You’re doing your best. You tell couples that they should think seriously before taking vows. If they are cohabiting, you ask them to live apart before the marriage. You don’t pretend that preparation for marriage is accomplished by a one-size-fits-all program or a time-consuming, bureaucratic pre-Cana process; you take the time to get to know the man and woman, to speak to them about the true meaning of Christian marriage. You encourage them to make a good confession before the ceremony. Before the wedding day, you speak to each one individually, ensuring that each is ready to make a full and free commitment. You help them to plan the ceremony, guiding them so that it will be done with dignity and reverence. Then you do all the necessary paperwork to guarantee proper canonical form.
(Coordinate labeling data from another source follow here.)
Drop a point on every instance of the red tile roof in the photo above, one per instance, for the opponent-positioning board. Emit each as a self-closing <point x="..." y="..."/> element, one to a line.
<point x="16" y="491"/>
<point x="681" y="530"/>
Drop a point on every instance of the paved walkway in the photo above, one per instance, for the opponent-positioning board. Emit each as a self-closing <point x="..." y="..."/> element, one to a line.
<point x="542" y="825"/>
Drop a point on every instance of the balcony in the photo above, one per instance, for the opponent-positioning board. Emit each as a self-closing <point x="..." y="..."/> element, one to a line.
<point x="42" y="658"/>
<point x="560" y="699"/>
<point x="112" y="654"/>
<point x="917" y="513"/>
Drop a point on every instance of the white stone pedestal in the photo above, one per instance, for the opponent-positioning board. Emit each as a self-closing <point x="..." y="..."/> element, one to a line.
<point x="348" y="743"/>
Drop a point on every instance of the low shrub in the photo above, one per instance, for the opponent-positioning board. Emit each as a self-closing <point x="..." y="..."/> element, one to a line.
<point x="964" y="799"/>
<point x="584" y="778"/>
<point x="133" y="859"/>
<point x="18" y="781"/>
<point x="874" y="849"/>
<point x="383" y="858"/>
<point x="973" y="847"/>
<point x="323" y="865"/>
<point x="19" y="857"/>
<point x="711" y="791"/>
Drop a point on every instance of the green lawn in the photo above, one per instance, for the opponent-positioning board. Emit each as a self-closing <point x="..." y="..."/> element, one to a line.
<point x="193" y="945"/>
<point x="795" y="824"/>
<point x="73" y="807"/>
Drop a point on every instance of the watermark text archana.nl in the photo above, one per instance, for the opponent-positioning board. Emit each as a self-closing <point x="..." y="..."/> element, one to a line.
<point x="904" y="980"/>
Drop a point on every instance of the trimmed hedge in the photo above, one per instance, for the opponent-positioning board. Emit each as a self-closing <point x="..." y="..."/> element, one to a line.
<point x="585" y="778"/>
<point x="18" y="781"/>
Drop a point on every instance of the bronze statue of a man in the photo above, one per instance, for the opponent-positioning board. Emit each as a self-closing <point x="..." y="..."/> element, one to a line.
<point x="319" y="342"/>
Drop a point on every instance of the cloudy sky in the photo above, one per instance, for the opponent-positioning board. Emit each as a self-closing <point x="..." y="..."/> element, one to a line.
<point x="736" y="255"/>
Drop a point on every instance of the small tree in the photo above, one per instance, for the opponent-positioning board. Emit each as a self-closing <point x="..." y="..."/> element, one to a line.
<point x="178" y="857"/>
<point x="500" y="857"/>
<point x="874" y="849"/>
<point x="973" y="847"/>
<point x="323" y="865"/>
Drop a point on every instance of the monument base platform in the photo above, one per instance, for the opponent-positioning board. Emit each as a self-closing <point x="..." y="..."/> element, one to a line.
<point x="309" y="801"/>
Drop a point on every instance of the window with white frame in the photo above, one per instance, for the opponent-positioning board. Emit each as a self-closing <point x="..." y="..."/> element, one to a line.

Then Pope Francis meets couple on a plane ride, and on the spur of the moment, persuades them to take their vows in mid-flight. Does he ask them to reflect seriously on their commitment? Nope. They evidently weren’t even thinking about a sacramental marriage at takeoff time, and they were married before they landed. Does he question them about their years of cohabitation? Evidently not. Does he hear their confessions? Not likely. Plan a dignified ceremony? Not at all.
As the overworked canon lawyer Ed Peters has remarked, it’s questionable at best that the Pope fulfilled the canonical requirements for marriage. So we face the unedifying reality that the Bishop of Rome may have presided at a marriage that was invalid because of his slapdash approach! And this, remember, is the same Pope who lamented that many (if not most) Catholic marriages today are invalid.
Once again the Pope chose to ignore the requirements of canon law. Bear in mind that the Pope has the unquestioned authority to change canon law, on his own initiative. Still he didn’t change it; all those canons that Ed Peters mentions remain in force. Instead he paid no attention to them.
So for you, the conscientious priest, life is now more difficult. Sometime in the next few weeks, when you try to persuade a young man and woman to take marriage more seriously, you’re going to hear them say, in effect: “What’s the problem? The Pope wouldn’t give us these problems. Why are you making it into such a big deal?”
So you have my sympathy, Father, and my prayers. You’re doing your best. God bless you for that.
Then again if you’re not a conscientious priest—if you’re a priest who enjoys doing the bare minimum, letting people do what they want, not losing sleep about the state of their souls—the Pope just made your life even easier. So I don’t suppose you’ll complain.
And as a matter of fact, reflecting on how few complaints I’ve heard in the past 24 hours, I think I know why the Pope just might be right about how many Catholic marriages are invalid. It seems to me that you’re failing in the essential pastoral responsibilities you vowed to fulfill. But who am I to judge?